First Nat'l Bank of Eastern Arkansas v. Taylor, 907 F.2d 775,777-78 (8th Cir. 1990) (emphasis added). See also Smiley v. Citibank (South Dakota), N.A., 517 U.S. 735, 739 (1996) ("It is our practice to defer to the reasonable judgments of agencies with regard to the meaning of ambiguous terms in statutes that they are charged with administering . . . . [T]hat practice extends to the judgments of the Comptroller of Currency with regard to the meaning of the banking laws.").
The OCC issued an Interpretive Letter concluding that debt-cancellation agreements are incidental to the authority of national banks to make loans and that they do not constitute "insurance" for the purposes of the McCarran-Ferguson Act. OCC Interpretive Letter of Nov. 2, 1992. In determining that national banks could offer debt-deferral agreements such as the one at issue in this case, under the National Bank Act, the OCC determined that debt-deferral agreements resemble, but are more limited than, the debt-cancellation agreements. OCC Interpretive Letter #827 (April 3, 1998).

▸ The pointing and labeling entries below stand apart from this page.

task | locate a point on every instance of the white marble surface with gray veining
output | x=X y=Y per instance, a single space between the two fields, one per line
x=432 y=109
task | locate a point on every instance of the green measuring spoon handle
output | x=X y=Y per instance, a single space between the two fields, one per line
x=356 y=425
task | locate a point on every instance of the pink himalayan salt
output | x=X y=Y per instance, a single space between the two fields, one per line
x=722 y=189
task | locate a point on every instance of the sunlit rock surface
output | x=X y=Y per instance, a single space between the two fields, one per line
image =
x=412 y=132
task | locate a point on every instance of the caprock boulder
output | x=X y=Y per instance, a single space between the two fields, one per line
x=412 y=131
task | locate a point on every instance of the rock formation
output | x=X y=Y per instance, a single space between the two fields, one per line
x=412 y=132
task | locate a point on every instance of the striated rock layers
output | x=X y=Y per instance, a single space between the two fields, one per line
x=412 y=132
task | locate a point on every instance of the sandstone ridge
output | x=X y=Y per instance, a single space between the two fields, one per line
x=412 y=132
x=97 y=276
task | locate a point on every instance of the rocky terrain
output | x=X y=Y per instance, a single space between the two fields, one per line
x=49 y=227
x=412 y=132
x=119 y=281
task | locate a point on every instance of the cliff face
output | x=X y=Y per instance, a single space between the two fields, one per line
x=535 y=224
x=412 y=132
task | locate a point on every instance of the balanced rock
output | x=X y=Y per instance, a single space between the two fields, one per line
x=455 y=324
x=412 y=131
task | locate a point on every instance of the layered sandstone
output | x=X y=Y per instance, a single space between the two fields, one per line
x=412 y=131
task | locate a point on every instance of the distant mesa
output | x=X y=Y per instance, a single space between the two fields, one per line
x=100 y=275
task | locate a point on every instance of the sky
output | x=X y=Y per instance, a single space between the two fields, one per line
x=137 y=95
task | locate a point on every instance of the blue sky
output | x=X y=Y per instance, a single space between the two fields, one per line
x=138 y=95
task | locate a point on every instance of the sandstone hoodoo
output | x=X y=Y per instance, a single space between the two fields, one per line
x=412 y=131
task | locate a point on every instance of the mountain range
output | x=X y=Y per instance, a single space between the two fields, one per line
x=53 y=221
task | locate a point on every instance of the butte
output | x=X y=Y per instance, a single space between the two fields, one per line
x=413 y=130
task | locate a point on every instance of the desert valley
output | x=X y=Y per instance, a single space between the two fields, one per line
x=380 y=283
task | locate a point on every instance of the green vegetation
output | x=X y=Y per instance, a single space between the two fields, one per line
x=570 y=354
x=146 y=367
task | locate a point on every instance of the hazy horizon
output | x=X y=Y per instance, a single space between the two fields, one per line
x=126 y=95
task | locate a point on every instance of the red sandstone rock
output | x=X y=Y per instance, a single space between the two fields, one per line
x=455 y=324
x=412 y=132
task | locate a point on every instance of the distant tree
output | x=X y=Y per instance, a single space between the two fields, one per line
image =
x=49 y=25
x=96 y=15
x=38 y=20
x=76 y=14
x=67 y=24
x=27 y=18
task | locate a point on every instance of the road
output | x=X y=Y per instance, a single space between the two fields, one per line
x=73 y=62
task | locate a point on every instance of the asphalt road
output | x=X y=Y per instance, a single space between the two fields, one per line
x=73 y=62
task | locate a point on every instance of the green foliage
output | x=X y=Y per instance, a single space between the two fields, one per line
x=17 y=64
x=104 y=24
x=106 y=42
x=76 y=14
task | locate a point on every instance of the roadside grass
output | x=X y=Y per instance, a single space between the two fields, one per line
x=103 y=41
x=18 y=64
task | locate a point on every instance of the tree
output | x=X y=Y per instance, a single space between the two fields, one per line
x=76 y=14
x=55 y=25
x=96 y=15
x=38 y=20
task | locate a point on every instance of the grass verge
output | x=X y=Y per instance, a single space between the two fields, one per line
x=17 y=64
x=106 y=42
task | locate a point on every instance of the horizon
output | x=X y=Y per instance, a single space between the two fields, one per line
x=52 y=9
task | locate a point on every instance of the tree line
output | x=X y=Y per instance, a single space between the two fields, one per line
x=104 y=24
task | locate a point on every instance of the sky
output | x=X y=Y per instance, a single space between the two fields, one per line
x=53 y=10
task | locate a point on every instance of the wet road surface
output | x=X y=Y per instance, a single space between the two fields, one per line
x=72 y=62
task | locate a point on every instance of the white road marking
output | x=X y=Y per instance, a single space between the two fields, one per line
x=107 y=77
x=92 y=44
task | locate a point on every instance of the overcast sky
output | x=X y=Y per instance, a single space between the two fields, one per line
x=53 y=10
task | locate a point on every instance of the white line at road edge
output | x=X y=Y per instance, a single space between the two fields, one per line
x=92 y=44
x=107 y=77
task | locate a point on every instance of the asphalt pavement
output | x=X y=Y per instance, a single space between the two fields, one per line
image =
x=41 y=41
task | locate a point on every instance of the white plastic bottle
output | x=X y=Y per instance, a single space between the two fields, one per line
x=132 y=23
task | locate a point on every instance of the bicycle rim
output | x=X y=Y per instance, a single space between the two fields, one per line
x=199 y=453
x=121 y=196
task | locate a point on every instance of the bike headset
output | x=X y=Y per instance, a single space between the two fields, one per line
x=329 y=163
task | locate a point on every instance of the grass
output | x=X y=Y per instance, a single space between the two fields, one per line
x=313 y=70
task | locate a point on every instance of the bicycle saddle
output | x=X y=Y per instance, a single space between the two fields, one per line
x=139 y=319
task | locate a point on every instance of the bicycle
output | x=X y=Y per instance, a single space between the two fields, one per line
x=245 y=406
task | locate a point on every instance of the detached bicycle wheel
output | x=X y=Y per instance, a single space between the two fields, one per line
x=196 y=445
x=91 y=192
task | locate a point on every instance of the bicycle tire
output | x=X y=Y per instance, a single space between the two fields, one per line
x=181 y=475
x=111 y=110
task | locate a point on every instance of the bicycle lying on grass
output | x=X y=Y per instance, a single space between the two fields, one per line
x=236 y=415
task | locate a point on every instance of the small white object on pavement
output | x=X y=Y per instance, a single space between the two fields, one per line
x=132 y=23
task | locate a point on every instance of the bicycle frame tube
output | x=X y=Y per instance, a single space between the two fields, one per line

In First Nat'l Bank of Eastern Arkansas v. Taylor, supra, the United States Court of Appeals for the Eighth Circuit held that debt-cancellation agreements offered by a bank do not constitute the "business of insurance," and, instead, are within the incidental powers granted by the National Bank Act. In this case, the product offered by the bank does not even cancel the debt, as did the product in Taylor. Rather, the payments and accumulation of interest on the existing debt are merely suspended temporarily. Thus, the banks' offering of a debt-suspension agreement does not constitute the "business of insurance."
Because credit protection does not constitute the "business of insurance," the McCarran-Ferguson Act does not apply and does not preempt the National Bank Act. American Deposit Corp. v. Schacht,84 F.3d 834, 838 (7th 1996). The OCC has stated that national banks may offer debt-deferral agreements "because [doing so] is part of banks' expressly-authorized lending function and also because it is incidental to the business of banking." OCC Interpretative Letter # 827 (April 3, 1998) (emphasis added). Thus, it is clear that the National Bank Act governs this case and preempts Alabama law regulating insurance. The trial court's judgment that the credit-protection contract is not subject *Page 305 
to regulation by the State of Alabama through the McCarran-Ferguson Act is due to be affirmed.
AFFIRMED.
Yates and Crawley, JJ., concur.
Robertson, P.J., and Monroe, J., concur in the result.
1 Retired customers pay $.39 per $100 of the account's outstanding balance.